Zhu Tianyao, Areshenkoff Corson N, De Brouwer Anouk J, Nashed Joseph Y, Flanagan J Randall, Gallivan Jason P
Center for Neuroscience Studies, Queen's University, Kingston, Ontario, Canada.
Department of Psychology, Queen's University, Kingston, Ontario, Canada.
J Neurosci. 2025 Mar 18;45(18). doi: 10.1523/JNEUROSCI.2158-24.2025.
How the brain learns new motor commands through reinforcement involves distributed neural circuits beyond known frontal-striatal pathways, yet a comprehensive understanding of this broader neural architecture remains elusive. Here, using human functional MRI ( = 46, 27 females) and manifold learning techniques, we identified a low-dimensional neural space that captured the dynamic changes in whole-brain functional organization during a reward-based trajectory learning task. By quantifying participants' learning rates through an Actor-Critic model, we discovered that periods of accelerated learning were characterized by significant manifold contractions across multiple brain regions, including areas of limbic and hippocampal cortex, as well as the cerebellum. This contraction reflected enhanced network integration, with notably stronger connectivity between several of these regions and the sensorimotor cerebellum correlating with higher learning rates. These findings challenge the traditional view of the cerebellum as solely involved in error-based learning, supporting the emerging view that it coordinates with other brain regions during reinforcement learning. This study reveals how distributed brain systems, including the cerebellum and hippocampus, alter their functional connectivity to support motor learning through reinforcement. Using advanced manifold learning techniques on functional MRI data, we examined changes in regional connectivity during reward-based learning and their relationship to learning rate. For several brain regions, we found that periods of heightened learning were associated with increased cerebellar connectivity, suggesting a key role for the cerebellum in reward-based motor learning. These findings challenge the traditional view of the cerebellum as solely involved in supervised (error-based) learning and add to a growing rodent literature supporting a role for cerebellar circuits in reward-driven learning.
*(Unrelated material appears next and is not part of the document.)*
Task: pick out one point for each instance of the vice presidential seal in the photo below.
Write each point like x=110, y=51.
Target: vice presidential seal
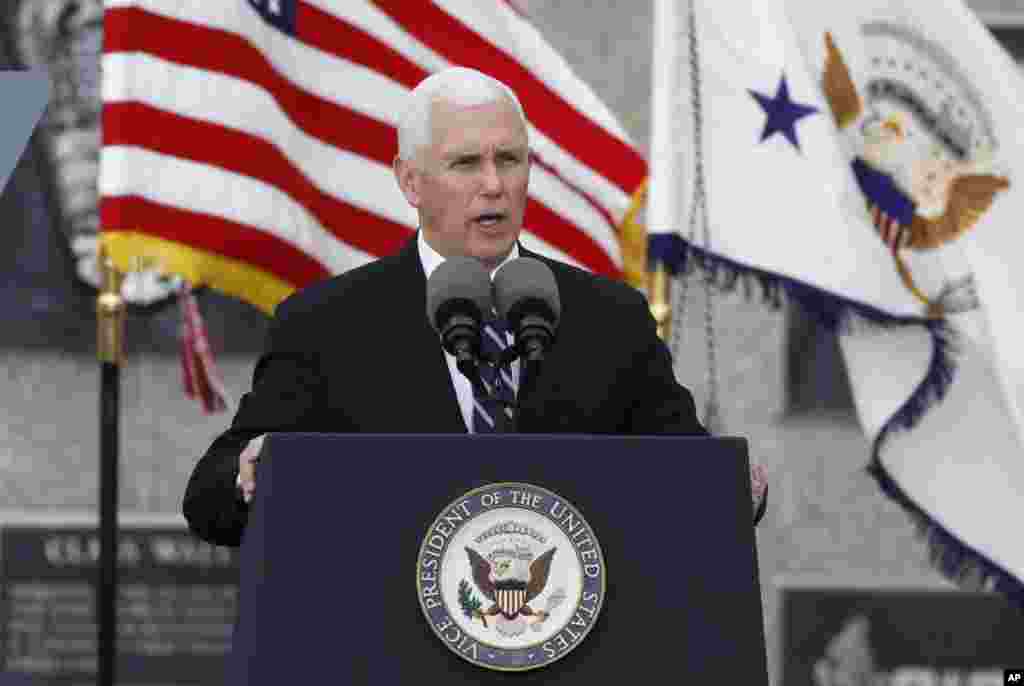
x=510, y=576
大脑如何通过强化学习来掌握新的运动指令,涉及到已知额叶-纹状体通路之外的分布式神经回路,但对这种更广泛的神经结构的全面理解仍然难以捉摸。在这里,我们使用人类功能性磁共振成像( = 46,27名女性)和流形学习技术,识别出一个低维神经空间,该空间捕捉了基于奖励的轨迹学习任务期间全脑功能组织的动态变化。通过一个演员-评论家模型量化参与者的学习率,我们发现学习加速期的特征是多个脑区出现显著的流形收缩,包括边缘和海马皮层区域以及小脑。这种收缩反映了网络整合的增强,其中这些区域中的几个与感觉运动小脑之间更强的连接与更高的学习率相关。这些发现挑战了传统观点,即小脑仅参与基于误差的学习,支持了一种新出现的观点,即它在强化学习过程中与其他脑区协同作用。这项研究揭示了包括小脑和海马体在内的分布式脑系统如何改变其功能连接,以通过强化来支持运动学习。我们使用先进的流形学习技术处理功能性磁共振成像数据,研究了基于奖励的学习过程中区域连接的变化及其与学习率的关系。对于几个脑区,我们发现学习增强期与小脑连接增加有关,这表明小脑在基于奖励的运动学习中起关键作用。这些发现挑战了传统观点,即小脑仅参与监督(基于误差)学习,并补充了越来越多的啮齿动物文献,支持小脑回路在奖励驱动学习中的作用。